Have you ever visited a website rich with the data you want, but the website provided no "download" button for you to retrieve it in a convenient way? Or have you ever found the perfect source for the CSV or other data files you need, but you must tediously click the "next" and "download" buttons many dozens or even hundreds of time to get what you need?
In this course, you'll learn how to build Python web scraping programs to programmatically navigate through a website and retrieve data in a structured format. You'll learn how to harness Python to automate and streamline data collection from sites that require logins, have tables, and more to help make your job easier and more efficient.
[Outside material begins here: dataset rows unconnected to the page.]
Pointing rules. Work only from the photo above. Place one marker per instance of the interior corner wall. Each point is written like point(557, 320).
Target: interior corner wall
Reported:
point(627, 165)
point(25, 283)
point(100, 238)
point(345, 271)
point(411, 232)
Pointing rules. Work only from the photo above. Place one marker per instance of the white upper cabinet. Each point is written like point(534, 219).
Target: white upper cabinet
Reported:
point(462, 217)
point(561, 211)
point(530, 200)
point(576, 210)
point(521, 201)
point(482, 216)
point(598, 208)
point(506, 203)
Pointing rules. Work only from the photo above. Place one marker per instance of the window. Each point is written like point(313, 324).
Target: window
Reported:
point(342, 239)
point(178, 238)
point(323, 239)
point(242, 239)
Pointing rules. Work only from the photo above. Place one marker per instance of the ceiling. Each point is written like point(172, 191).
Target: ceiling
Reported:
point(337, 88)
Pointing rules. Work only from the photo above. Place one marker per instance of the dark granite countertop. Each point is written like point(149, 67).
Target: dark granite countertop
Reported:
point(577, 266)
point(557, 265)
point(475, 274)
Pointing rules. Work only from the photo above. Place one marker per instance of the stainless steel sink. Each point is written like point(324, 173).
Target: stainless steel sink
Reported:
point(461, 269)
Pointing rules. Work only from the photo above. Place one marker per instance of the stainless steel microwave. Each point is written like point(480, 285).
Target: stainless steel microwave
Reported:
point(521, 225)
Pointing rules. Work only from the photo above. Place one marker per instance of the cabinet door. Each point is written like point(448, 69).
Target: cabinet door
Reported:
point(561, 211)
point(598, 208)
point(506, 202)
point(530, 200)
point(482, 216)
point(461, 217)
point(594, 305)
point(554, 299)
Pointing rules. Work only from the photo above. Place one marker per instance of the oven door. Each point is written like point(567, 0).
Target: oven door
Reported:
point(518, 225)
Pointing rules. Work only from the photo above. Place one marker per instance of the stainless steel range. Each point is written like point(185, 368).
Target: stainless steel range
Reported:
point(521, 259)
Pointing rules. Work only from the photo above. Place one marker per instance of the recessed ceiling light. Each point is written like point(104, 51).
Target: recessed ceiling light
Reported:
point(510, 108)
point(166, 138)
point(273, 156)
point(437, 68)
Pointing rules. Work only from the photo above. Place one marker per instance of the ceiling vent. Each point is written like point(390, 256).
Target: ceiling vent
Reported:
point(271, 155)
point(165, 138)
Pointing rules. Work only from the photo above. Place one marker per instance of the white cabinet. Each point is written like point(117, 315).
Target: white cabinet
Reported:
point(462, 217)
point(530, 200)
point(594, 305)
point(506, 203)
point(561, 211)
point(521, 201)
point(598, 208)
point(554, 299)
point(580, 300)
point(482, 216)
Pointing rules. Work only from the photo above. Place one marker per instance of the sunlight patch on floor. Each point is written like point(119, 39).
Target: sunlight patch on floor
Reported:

We'll also discuss the ethics surrounding these practices, so you understand when it's okay to use scraping and when you need to find an alternative route.
Whether you work with data for personal, professional, or academic reasons, you'll walk away with a concrete new skill that helps you automate and streamline tasks.
This workshop is designed for students with a basic knowledge of Python, or experience programming in another language. Anyone who has taken a Python workshop at GA will be well-equipped for this course, but self-taught learners and anyone who is willing to follow along are welcome! Additionally, knowledge of basic HTML syntax will be incredibly useful, but it will not be assumed.
What to bring to class: All students must bring their own laptops with an installation of Anaconda 3.6, a free distribution of Python that includes libraries of open source Python tools. In case of technical difficulties on your local computer, opening an account on Google Colaboratory, a cloud-based Python environment, is highly encouraged.